House Intelligence Committee Chairman Adam Schiff wrote a letter to acting Director of National Intelligence Richard Grenell asking that he declassify part of a report on the killing of Saudi dissident Jamal Khashoggi.
The Thursday letter seeks to make public further details of Khashoggi’s death and those who were responsible for it. Khashoggi, a U.S. resident and an opinion columnist for the Washington Post, was killed after he entered the Saudi Consulate in Istanbul in October 2018.
Khashoggi was a fierce critic of Saudi Crown Prince Mohammad bin Salman, who the CIA determined ordered the killing, despite denials from Saudi Arabia.

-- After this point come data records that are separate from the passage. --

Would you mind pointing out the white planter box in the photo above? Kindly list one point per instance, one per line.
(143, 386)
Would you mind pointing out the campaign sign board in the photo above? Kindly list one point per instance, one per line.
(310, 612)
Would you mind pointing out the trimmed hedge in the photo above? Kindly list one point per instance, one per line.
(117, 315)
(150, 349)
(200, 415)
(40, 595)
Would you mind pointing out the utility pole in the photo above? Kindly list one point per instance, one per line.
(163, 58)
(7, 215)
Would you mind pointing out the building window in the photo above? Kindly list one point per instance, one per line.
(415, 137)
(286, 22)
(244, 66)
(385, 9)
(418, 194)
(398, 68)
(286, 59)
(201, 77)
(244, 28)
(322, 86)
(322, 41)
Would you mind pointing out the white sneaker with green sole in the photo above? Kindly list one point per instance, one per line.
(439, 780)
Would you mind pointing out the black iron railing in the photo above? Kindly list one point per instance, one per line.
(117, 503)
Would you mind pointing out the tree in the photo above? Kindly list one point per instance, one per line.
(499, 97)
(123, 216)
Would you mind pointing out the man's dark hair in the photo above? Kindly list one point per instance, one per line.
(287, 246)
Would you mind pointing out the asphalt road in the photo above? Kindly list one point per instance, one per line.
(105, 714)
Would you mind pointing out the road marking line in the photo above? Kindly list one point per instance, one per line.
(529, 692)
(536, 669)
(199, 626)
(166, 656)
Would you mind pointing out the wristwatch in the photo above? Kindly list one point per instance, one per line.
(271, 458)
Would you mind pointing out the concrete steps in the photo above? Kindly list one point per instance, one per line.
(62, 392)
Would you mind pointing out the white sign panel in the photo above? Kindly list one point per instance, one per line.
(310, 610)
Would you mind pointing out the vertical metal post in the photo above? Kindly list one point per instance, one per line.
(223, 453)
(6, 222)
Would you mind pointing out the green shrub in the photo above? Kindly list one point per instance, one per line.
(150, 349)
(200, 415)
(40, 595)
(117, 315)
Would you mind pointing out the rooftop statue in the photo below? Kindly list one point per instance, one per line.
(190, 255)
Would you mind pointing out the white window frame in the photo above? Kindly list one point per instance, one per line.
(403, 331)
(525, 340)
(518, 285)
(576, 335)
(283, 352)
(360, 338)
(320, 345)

In the letter to Grenell, the United States Ambassador to Germany who was appointed last week as acting spy chief, Schiff argued part of the classified report on Khashoggi’s death that was given to the House Intelligence Committee should be made public with redactions in order to “fulfill Congress’s requirement” to release an unclassified report on the matter, as laid out in the Intelligence Authorization Act and the National Defense Authorization Act.
“After reviewing the classified annex, the Committee believes that the annex could be declassified with appropriate redactions that should not alter or obscure in any way the Intelligence Community’s determinations, presentation of evidence, or identification of relevant persons, as required by law,” Schiff wrote.
The California Democrat said that failure to declassify the documents “could give rise to concerns that [the Office of the Director of National Intelligence] is using the classification process impermissibly in order to shield information of intense public interest from public release.”
The NDAA/IAA, passed in December, gave ODNI 30 days to produce an unclassified report on the individuals responsible for Khashoggi’s killing.
— Olivia Gazis (@Olivia_Gazis) February 27, 2020
Saudi authorities have said the dissident’s death was part of a “rogue” plot and sentenced five people, who have not been named, to death. Three others were sentenced to 24-year terms, and the two most senior officials allegedly involved were cleared because of “insufficient evidence.”